The Government’s levelling up agenda has put a major focus on the economic development of more rural areas, with policies like Free Ports aiming to bring new business and jobs to areas potentially lacking. Although cities will remain vital hubs of commerce and finance, businesses will start to look further afield for talent.
A prime example of this is ‘Britain’s silicon valley’. The eastern end of the M4 corridor is home to a surprisingly large and ever-growing amount of technology companies, particularly in Berkshire, Swindon and the Thames Valley.
Room for activities
Lockdowns have forced many of us to find new passions and activities inside our home, with both new and old crafts and hobbies facing a major resurgence and more sourdough bread being baked than ever before. A bigger home and a garden give us more space allow us to pursue these hobbies. According to a survey by The Healthy Work Company, 22% of respondents had taken up a new pastime in lockdown, while 35% had rediscovered an old one.
Matching major cities for activities, leisure, and cultural experiences outside the house is impossible, but smaller towns and their surrounding areas are giving it their best effort.

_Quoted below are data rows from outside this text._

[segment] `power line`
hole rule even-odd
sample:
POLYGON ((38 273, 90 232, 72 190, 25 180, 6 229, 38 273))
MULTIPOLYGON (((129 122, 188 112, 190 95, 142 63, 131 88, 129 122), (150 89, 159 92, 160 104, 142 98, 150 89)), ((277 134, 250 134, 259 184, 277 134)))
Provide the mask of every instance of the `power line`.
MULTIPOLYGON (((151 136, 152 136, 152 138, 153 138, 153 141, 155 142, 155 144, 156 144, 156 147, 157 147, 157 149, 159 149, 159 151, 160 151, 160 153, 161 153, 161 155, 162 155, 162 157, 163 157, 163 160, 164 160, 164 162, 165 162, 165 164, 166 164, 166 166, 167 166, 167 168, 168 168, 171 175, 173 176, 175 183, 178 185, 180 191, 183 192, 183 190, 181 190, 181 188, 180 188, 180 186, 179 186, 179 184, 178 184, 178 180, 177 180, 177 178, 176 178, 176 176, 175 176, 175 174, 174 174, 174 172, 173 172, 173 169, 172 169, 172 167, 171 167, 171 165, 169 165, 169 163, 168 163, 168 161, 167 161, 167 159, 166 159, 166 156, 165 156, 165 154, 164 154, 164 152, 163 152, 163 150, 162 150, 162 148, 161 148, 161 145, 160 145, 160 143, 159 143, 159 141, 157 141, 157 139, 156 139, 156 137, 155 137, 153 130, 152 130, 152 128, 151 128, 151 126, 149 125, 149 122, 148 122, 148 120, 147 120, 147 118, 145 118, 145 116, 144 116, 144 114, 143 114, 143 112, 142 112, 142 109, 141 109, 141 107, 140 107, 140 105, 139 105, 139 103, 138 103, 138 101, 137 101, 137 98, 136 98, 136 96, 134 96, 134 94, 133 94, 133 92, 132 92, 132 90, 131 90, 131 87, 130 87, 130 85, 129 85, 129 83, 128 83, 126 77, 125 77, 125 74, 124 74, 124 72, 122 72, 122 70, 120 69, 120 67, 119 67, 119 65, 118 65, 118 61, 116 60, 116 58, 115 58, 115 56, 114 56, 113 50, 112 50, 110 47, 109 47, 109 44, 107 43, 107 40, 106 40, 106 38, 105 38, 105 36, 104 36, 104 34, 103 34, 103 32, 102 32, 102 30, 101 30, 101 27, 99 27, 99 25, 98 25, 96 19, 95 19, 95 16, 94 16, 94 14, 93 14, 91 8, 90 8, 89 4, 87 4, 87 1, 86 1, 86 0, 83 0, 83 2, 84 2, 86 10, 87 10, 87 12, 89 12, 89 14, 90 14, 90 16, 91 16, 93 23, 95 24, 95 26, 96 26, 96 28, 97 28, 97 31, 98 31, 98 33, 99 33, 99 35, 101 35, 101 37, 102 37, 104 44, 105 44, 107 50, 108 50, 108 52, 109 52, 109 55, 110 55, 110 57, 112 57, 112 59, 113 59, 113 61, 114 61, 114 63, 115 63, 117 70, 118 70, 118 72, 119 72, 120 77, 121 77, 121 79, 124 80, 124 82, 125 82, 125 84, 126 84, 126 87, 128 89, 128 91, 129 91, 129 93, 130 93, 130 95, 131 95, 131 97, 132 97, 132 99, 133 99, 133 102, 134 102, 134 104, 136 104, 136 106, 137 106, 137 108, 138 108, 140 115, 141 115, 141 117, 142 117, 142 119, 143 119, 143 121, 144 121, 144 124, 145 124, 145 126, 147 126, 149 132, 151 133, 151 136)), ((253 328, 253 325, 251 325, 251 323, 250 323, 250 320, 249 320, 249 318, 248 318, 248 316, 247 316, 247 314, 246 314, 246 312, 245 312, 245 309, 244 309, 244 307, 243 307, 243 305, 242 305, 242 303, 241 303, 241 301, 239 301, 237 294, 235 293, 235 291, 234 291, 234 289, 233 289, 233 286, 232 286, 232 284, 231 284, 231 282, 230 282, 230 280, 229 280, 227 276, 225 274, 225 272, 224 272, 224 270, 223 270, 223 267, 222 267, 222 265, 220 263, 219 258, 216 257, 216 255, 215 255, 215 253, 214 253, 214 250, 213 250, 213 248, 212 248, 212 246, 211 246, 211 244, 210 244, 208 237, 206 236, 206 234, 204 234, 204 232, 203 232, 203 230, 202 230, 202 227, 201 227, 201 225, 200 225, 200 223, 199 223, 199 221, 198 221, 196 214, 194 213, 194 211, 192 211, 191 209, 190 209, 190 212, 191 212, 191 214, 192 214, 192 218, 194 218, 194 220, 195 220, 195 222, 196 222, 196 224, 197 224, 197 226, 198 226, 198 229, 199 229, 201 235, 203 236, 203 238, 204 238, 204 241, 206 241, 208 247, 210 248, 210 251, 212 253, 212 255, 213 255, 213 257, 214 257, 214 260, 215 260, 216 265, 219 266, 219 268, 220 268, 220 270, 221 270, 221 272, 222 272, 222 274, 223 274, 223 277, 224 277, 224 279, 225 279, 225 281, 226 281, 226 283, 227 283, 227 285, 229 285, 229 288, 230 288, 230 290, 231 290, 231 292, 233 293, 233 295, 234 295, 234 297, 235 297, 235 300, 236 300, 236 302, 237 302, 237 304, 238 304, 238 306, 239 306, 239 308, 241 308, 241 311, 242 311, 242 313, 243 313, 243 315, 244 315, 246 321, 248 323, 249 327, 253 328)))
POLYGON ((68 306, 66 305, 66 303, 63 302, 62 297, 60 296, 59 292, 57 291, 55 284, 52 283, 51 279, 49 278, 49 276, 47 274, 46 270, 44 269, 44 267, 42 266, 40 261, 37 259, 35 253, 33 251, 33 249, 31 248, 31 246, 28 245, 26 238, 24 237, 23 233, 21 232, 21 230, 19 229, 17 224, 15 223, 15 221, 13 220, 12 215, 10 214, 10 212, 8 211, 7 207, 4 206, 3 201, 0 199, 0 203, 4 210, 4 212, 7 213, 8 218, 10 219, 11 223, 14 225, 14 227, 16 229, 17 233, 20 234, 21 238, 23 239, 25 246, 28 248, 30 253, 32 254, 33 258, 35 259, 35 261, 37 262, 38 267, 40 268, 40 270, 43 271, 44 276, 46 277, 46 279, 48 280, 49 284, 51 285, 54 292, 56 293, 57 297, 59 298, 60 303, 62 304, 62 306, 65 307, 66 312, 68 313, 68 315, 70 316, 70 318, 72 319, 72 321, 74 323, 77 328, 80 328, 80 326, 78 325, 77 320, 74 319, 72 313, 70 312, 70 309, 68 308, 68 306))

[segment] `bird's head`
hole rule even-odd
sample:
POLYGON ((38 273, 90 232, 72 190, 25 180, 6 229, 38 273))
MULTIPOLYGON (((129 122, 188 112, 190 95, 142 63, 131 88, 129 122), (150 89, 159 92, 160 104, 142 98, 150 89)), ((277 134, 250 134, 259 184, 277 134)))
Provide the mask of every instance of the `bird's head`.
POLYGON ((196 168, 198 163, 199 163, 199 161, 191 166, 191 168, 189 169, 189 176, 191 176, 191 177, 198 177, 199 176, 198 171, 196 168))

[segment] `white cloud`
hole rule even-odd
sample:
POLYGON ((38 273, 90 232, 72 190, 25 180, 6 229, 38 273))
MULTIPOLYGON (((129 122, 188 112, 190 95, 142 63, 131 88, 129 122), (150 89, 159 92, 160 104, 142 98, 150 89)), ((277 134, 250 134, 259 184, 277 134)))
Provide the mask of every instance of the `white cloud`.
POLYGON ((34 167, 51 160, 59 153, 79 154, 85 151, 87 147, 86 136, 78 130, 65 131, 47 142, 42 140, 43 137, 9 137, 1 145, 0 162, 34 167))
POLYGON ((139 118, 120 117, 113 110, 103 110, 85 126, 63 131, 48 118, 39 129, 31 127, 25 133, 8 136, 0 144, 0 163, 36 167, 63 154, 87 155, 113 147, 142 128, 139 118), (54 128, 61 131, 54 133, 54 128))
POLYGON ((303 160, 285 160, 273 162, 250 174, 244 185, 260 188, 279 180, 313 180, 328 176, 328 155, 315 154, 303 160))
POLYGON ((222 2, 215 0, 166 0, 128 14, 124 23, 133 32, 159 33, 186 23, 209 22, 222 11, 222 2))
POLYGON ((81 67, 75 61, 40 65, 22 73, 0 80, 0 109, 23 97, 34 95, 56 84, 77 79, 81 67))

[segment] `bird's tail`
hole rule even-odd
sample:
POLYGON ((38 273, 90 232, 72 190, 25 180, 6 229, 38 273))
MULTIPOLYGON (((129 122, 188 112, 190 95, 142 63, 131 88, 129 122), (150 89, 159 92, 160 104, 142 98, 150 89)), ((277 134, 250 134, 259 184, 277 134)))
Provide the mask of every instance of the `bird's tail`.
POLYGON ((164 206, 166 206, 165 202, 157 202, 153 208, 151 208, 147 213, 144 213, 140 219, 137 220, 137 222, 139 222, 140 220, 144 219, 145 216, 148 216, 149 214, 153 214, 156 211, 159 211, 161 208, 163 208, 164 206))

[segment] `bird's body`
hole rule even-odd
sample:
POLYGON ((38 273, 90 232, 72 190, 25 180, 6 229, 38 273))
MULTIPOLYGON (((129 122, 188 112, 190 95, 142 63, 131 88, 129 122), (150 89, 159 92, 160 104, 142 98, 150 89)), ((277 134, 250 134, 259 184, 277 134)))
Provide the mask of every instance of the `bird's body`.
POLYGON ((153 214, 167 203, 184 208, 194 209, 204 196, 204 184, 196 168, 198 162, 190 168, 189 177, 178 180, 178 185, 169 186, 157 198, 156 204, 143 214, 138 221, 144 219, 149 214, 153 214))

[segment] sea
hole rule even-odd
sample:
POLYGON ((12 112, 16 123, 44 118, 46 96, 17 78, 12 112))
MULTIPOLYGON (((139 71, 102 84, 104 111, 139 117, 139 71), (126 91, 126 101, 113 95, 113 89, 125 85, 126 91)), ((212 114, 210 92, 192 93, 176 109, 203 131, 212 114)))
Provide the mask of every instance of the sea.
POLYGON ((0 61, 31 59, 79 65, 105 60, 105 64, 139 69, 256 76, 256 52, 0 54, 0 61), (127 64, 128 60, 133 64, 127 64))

For example, there are more than 20 Michelin-starred restaurants within a 10km radius of Maidenhead, which is the highest concentration anywhere outside of London.
David Hannah says, “The commentary around the property market and the Pandemic positions Covid-19 as the only cause for this trend of de urbanisations outlined by property demand and our own data. We don’t think this is quite fair – many of us have long-dreamed of a slower life in the country, and the cultural significance of this dream is nothing new.
The ubiquitous effects of the Pandemic and the various lockdowns it caused have naturally had a significant impact, mainly by making the culture of work less rigid. The Government’s interferences in the property market have also given many people the impetus to sell their home and buy another. However, where people moved to is not something caused by Covid, but rather, the realisation of many long-term reasons and desires that are becoming ever-more reasonable.”